June 24 (Bloomberg) -- United Continental Holdings Inc. fell the most in four months in New York trading, leading other airlines lower, after reporting that revenue growth slowed this quarter.
The Bloomberg U.S. Airlines Index of 11 carriers tumbled 4 percent, as the Standard & Poor’s 500 and the Dow Jones Industrial Average each declined about 1 percent.
United’s revenue for each seat flown a mile in June rose about 3 percent to 4 percent, data released by the airline after the close of markets yesterday showed. The growth slowed from as much as 15 percent in May, Dan McKenzie, a Rodman & Renshaw analyst, said in a report today.
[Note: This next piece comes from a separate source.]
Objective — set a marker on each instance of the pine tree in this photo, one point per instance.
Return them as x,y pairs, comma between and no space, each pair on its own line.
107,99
Second-quarter unit revenue will be up an estimated 9.3 percent, Chicago-based United said.
“Revenue growth has slowed, but the extent of the slowdown is still hard to measure,” Kevin Crissey, an analyst at UBS AG, said in a note to investors today.
McKenzie cut his second-quarter United earnings estimate to $1.45 a share from $1.95, while Crissey trimmed his to $1.37 from $1.62 and Gary Chase at Barclays Capital revised his to $1.38 from $1.96.
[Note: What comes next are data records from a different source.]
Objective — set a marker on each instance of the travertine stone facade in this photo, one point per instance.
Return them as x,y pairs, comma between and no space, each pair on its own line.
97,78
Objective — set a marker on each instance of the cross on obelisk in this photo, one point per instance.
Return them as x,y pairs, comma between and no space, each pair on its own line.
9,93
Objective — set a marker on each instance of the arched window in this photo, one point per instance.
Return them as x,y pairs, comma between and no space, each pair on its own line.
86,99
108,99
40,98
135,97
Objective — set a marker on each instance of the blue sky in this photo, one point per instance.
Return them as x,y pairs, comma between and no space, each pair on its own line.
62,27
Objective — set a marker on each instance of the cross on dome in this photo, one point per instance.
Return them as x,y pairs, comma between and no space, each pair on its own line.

AMR Corp.’s American Airlines said today that its second-quarter revenue from each seat flown a mile probably increased 4 percent to 5 percent in its main jet operations, and as much as 5.5 percent including the American Eagle regional unit.
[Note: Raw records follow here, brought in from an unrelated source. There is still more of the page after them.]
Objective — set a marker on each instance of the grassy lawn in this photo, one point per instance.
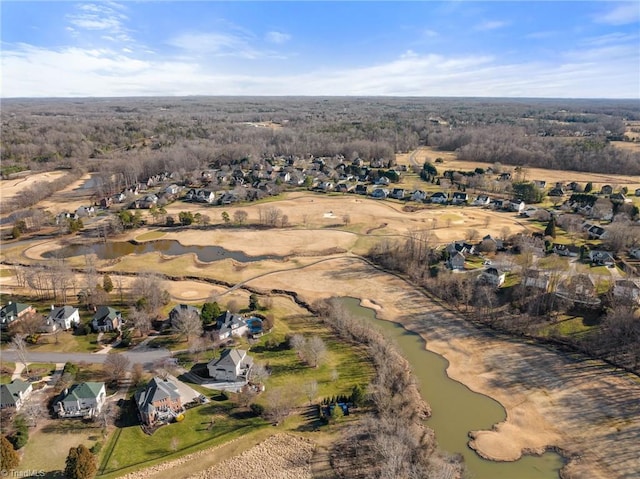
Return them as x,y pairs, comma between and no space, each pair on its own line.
151,235
39,369
48,448
67,342
6,371
130,448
Revenue was reduced by about $60 million by a spring hailstorm at American’s Dallas-Fort Worth hub that damaged planes and reduced traffic following the March earthquake and tsunami in Japan, AMR said.
United fell $2.15, or 8.6 percent, to $22.99 at 4:15 p.m. in New York Stock Exchange composite trading, its biggest one-day slide since Feb. 22.
Delta Air Lines Inc. tumbled 51 cents, or 5.1 percent, to $9.43; AMR fell 41 cents, or 6.8 percent, to $5.64; US Airways Group Inc. declined 22 cents, or 2.5 percent, to $8.69; and Southwest Airlines Co. dropped 5 cents to $11.36.